Синджен надеялась, что ее сундуки с одеждой прибудут в самом ближайшем будущем. Ее нынешний гардероб был ужасающе скуден, еще немного — и ей будет нечего надеть. Даже ее синяя амазонка, которую она очень любила, выглядела весьма плачевно. Она смахнула с рукава пыль, окидывая взглядом остальных пассажиров. По большей части это были сельские жители в домотканой шерстяной одежде унылых тонов, кожаных жилетах и деревянных башмаках. Был здесь и один молодой человек аристократического вида в рубашке с модным высоким воротником; бедняга от качки слегка позеленел. Другой пассажир, судя по виду, преуспевающий торговец, то и дело плевался, перегнувшись через борт, и зубы у него были такие же коричневые, как и его слюна. Говорили все не по-английски, но Синджен понимала большую часть сказанного.
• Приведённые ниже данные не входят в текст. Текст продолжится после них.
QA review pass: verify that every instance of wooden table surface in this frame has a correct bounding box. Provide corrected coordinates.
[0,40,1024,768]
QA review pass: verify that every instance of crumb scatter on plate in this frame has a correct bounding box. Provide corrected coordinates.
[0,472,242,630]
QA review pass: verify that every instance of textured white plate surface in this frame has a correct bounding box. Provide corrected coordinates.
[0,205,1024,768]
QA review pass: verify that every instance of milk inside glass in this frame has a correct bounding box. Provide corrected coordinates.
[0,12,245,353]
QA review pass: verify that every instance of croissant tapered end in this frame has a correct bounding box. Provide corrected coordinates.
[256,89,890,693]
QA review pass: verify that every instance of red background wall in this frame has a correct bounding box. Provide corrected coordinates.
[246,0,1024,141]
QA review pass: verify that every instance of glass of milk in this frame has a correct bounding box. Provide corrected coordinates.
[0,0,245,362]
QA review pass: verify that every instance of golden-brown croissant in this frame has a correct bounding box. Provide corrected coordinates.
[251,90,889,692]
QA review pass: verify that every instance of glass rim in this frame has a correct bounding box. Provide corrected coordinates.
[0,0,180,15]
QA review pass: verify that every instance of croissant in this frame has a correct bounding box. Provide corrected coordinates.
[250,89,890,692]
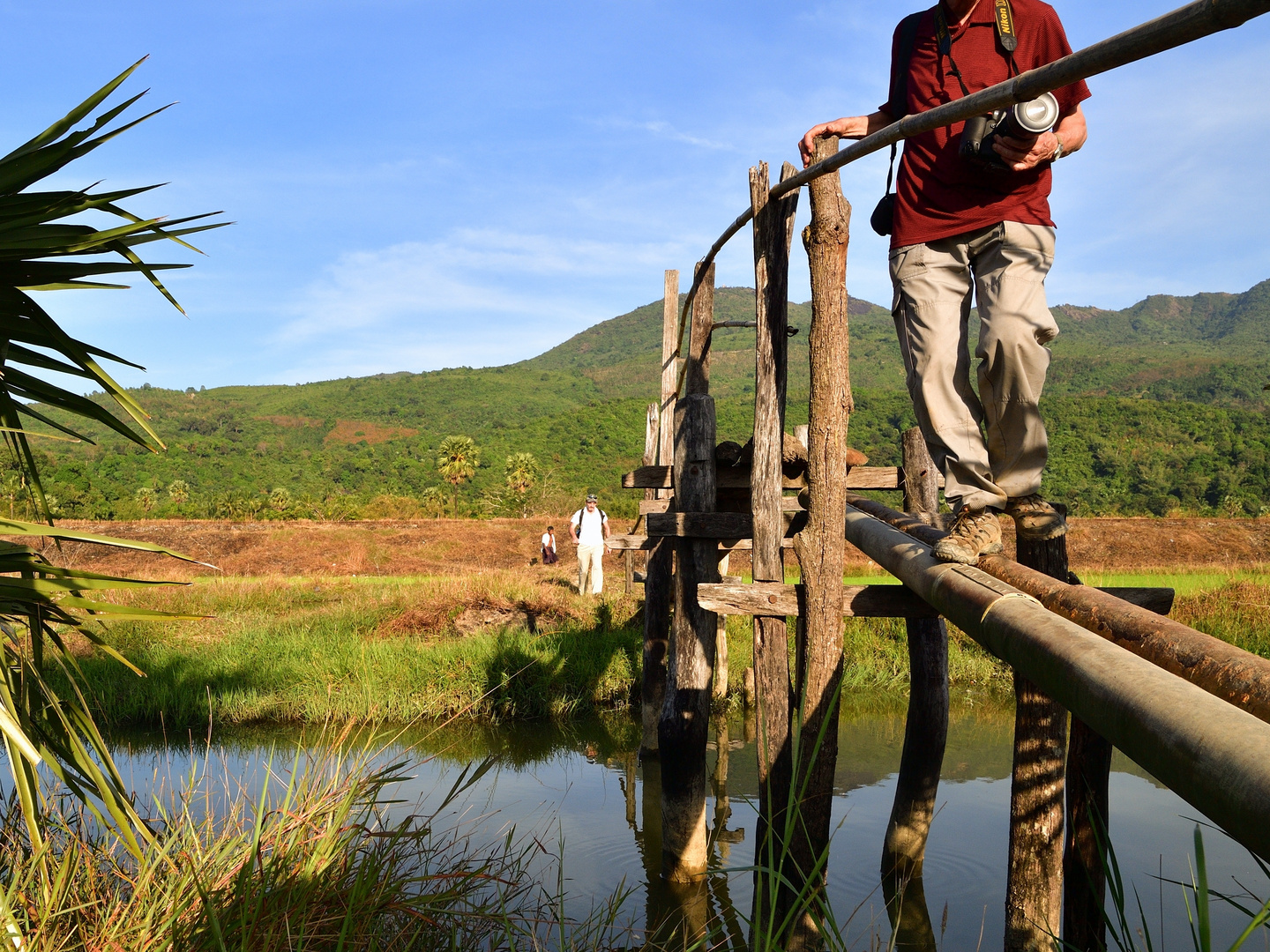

Синджен больше не заговаривала с мужем. Надо отдать ему должное — по крайней мере, он пытался быть с ней любезным так же, как пыталась и она. Но на самом деле ей вовсе не хотелось быть с ним любезной. Ей хотелось ударить его. Она посмотрела на его профиль и не смогла отвести глаз, такой он был красивый. Легкий ветерок шевелил его черные волосы, подбородок был гордо вздернут, глаза закрыты. Он был шотландец, и здесь был его дом. Чайка с криком пронеслась в опасной близости от его лица, и он, откинув голову, весело засмеялся.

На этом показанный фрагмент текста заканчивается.